Now the chill in his bones was nothing to do with the sharp-bladed cruelty of the weather. It was just too bitter to see her again and watch her walk away a second time…
Staring at Flynn, at the dismay and disappointment etched into the haunting lines of his face as though they might take up permanent residence there, Caitlin didn’t have the courage to just come out and tell him about Sorcha…the beautiful child they had made together. She was frightened of how he would react, and was undone by the thought of him hating her worse than he must do already for her desertion. To learn that she’d had his baby and had kept the news from him for all these years would be far too devastating a blow for him on top of having to deal with her unexpected return.

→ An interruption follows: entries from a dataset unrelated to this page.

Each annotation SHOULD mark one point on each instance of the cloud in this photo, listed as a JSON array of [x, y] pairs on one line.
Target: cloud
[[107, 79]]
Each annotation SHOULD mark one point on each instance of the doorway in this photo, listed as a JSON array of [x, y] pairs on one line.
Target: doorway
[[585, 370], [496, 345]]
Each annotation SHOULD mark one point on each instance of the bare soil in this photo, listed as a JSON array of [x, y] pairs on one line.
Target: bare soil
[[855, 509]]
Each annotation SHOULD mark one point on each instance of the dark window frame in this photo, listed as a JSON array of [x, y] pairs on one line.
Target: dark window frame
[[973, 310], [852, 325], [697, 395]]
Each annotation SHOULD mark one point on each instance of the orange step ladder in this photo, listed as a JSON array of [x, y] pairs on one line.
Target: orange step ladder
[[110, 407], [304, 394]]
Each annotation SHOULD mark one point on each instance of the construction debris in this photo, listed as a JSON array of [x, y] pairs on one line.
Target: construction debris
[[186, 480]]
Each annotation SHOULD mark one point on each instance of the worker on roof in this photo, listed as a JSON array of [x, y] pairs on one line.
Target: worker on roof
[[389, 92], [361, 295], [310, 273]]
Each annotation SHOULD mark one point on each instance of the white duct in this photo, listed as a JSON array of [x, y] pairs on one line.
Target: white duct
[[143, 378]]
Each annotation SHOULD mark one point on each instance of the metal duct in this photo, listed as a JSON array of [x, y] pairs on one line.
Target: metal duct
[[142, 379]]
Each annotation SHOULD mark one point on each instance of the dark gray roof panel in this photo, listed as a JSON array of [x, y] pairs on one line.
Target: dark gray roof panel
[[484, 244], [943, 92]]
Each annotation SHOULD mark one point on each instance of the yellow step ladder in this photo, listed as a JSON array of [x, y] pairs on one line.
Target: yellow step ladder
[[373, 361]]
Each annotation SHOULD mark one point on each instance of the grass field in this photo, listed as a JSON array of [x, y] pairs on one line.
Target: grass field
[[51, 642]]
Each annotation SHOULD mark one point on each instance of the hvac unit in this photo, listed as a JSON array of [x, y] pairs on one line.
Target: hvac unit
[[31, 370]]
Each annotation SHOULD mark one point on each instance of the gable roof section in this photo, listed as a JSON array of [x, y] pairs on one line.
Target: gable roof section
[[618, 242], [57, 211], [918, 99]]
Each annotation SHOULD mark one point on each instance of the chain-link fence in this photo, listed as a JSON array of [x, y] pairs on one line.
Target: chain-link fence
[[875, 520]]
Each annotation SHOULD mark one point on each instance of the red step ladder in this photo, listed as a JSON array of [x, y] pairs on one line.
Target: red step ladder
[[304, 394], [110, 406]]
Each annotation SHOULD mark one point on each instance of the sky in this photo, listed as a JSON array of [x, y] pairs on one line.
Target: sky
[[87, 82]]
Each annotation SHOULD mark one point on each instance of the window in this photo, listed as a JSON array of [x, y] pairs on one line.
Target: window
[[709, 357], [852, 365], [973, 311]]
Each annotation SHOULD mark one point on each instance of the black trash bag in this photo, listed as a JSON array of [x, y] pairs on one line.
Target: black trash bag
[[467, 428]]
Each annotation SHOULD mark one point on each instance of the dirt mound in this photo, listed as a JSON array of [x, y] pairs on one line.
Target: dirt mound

It had stunned her to consider that he’d cared for her to such a degree that he was still furious at her leaving. The Flynn she remembered had not been a man who had readily or easily revealed much about what he was feeling. Except when he was making love to her…Then there had been no barriers to stop him from showing her exactly how he felt. Sometimes, alone in her bed at night in London, Caitlin had no difficulty in conjuring up the thrilling memories of how this man had loved her, and it had kept her warm even when she’d felt as if her heart was rent in two for ever.
There was no doubt she would have to tell him about Sorcha some time soon. But it just couldn’t be right now.